Donald Tusk hatte Friedrich Merz gewarnt. Als am 7. Mai der neue Bundeskanzler zu seinem Antrittsbesuch nach Warschau gereist war, machte Merz' polnischer Amtskollege deutlich, was er von einem der zentralen Wahlversprechen des CDU-Mannes hält. "Wenn jemand eine Kontrolle an der polnischen Grenze einführt, wird Polen auch eine solche Kontrolle einführen. Und das macht auf lange Sicht einfach keinen Sinn", sagte Tusk im Beisein des Kanzlers. Deutschland könne in sein Land lassen, wen es will, Polen werde nur Menschen in das Land lassen, die es akzeptiere, hieß es weiter von Tusk.

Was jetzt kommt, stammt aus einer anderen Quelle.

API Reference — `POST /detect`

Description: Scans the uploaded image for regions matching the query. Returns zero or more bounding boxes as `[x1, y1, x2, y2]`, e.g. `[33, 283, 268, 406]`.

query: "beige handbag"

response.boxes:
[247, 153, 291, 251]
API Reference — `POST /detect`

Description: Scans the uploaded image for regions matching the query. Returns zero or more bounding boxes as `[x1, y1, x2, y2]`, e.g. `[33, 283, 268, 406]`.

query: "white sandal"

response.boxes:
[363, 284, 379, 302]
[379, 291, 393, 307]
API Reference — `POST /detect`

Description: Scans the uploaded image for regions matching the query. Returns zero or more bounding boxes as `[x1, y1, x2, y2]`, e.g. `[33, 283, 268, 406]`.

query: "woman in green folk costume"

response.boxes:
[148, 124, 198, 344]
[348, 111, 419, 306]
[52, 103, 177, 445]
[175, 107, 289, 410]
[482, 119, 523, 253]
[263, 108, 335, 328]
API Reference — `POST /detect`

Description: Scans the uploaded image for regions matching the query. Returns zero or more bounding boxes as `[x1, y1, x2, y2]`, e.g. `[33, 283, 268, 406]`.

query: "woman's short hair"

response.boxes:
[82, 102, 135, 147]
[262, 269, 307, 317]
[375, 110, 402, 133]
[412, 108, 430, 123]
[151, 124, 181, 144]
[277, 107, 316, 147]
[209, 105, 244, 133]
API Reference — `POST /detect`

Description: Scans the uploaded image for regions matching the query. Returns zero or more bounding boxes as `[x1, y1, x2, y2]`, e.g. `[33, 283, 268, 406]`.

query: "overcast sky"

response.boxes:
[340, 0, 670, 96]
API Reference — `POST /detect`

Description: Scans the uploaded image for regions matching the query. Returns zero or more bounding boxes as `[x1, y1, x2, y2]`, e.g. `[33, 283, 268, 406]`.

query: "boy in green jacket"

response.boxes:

Merz hatte im Vorfeld der Bundestagswahl versprochen, dass er am ersten Tag seiner Amtszeit per Richtlinienkompetenz verfügen werde, dass Asylbewerber an den deutschen Außengrenzen zurückgewiesen werden können. Tatsächlich war das gar nicht notwendig: Der neue Innenminister Alexander Dobrindt (CSU) setzte das Versprechen unaufgefordert um, allerdings mit Ausnahmen für Frauen und Kinder. Mittlerweile hat das Verwaltungsgericht Berlin in einer Eilentscheidung festgestellt, dass die Zurückweisungen rechtswidrig sind. Mehr dazu lesen Sie hier.

Kritik an Merkel

Die neue Migrationspolitik von Merz bedeutet faktisch, dass sich im Falle von Zurückweisungen deutsche Nachbarstaaten mit den Geflüchteten befassen müssen. Dementsprechend war die Entscheidung auch ein viel diskutiertes Thema im polnischen Präsidentschaftswahlkampf – und es gibt verschiedene Anzeichen dafür, dass die jüngsten Entscheidungen von Merz und Dobrindt auch ein Grund für die knappe Niederlage von Tusks Kandidat Rafał Trzaskowski gewesen sein könnten.

Über eine restriktive Migrationspolitik wird im deutschen Nachbarland traditionell viel gestritten. Bei der Präsidentschaftswahl war allerdings zu beobachten, dass sowohl Trzaskowski als auch der von der PiS unterstützte Sieger Karol Nawrocki sich als Kritiker der deutschen Migrationspolitik zeigten. Trzaskowski lehnte nicht nur die von Merz angekündigten Zurückweisungen ab. Er erklärte auch die deutsche Flüchtlingspolitik der vergangenen Jahre für gescheitert. "Merkel hat 2014 einen Fehler gemacht, als sie sagte: 'Kommt zu uns!'", sagte Trzaskowski während des Wahlkampfes.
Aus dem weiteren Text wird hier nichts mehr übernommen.